While Joyce is often hailed as “the best retail politician in Australia”, he is just as spectacularly accident prone – recall the Gina Rinehart cheque; recall also that he was actually ineligible to serve in Parliament, having not renounced his New Zealand citizenship, and then compounded the “farce” by remaining in cabinet, having forced Matt Canavan to stand aside from his portfolio, while under consideration by the High Court. 
There was also Barnaby’s “train wreck interview” about the government’s release of private information; the “forced” resignation of Paul Grimes as secretary of his department; his failure to release the cost/benefit analysis of moving the Australian Pests and Veterinary Medicines Authority to his electorate; his inconsistency on the value of wind farms, praised in his electorate, but attacked in South Australia; his support for a banking royal commission against government policy; and a host of others.
And then, his most significant and revealing “accident” of all, the moral issue aside, his total mismanagement of his marriage breakdown, and the subsequent questioning of him as to whether he had breached the Ministerial Code of Conduct, and parliamentary disclosure requirements. This revealed an appalling series of poor judgments.

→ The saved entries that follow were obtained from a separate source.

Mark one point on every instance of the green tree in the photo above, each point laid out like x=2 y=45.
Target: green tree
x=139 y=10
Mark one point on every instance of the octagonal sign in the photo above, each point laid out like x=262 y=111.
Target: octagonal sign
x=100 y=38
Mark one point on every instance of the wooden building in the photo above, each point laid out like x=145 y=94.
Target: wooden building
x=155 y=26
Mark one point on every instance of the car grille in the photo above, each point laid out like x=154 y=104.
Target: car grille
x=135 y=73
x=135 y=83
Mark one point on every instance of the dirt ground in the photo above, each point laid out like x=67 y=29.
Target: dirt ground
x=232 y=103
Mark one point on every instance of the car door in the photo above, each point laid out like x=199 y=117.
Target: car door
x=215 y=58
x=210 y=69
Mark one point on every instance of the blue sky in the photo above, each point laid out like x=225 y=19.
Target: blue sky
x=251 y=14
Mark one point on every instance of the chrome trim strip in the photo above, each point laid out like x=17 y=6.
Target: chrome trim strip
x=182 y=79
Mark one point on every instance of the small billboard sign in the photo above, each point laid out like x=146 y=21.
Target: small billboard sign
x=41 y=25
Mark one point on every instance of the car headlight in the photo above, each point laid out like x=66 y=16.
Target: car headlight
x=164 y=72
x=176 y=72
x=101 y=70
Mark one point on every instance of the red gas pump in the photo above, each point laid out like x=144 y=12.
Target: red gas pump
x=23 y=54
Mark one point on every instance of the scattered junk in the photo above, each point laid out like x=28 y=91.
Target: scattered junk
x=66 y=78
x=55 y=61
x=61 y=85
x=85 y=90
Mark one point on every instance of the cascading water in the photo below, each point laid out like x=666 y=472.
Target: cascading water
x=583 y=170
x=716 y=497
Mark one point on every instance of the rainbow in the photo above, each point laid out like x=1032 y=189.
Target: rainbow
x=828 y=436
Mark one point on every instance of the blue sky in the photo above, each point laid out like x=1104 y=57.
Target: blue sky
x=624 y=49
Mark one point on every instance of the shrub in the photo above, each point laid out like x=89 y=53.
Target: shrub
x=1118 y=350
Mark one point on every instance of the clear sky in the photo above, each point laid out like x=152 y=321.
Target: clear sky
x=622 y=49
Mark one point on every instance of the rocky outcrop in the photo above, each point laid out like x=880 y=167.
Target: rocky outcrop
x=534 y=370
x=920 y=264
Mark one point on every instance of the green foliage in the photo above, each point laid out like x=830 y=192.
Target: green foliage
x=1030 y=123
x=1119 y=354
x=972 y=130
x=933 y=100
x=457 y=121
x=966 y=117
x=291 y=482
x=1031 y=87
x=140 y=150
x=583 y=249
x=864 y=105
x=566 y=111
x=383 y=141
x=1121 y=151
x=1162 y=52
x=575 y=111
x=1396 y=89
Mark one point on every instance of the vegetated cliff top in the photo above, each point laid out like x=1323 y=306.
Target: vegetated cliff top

Barners, Barners, preaching traditional marriage and doing the other, while the churchies blather about living according to conscience, which turns out to mean fiddling with the children in their trust ...

Oh enough already, it's time to wrap things up, perhaps with a few old vaguely related TT cartoons, with fresher TT here ...




Oh heck, the pond can't resist the latest one ...



1 comment:

  1. Hi DP, after ploughing through Ms Shanahan’s thoroughly inconsequential piece I think she should take heed of 1 Timothy 2:12, whereupon it is writted:

    "But I suffer not a woman to teach, nor to usurp authority over the man, but to be in silence".

    Further to the Xians compulsion to eat flesh and drink blood every Sunday you could add the strange custom of walking around with a cross of ash and oil on their foreheads every Ash Wednesday. Admittedly it’s only once a year but it looks decidedly freaky.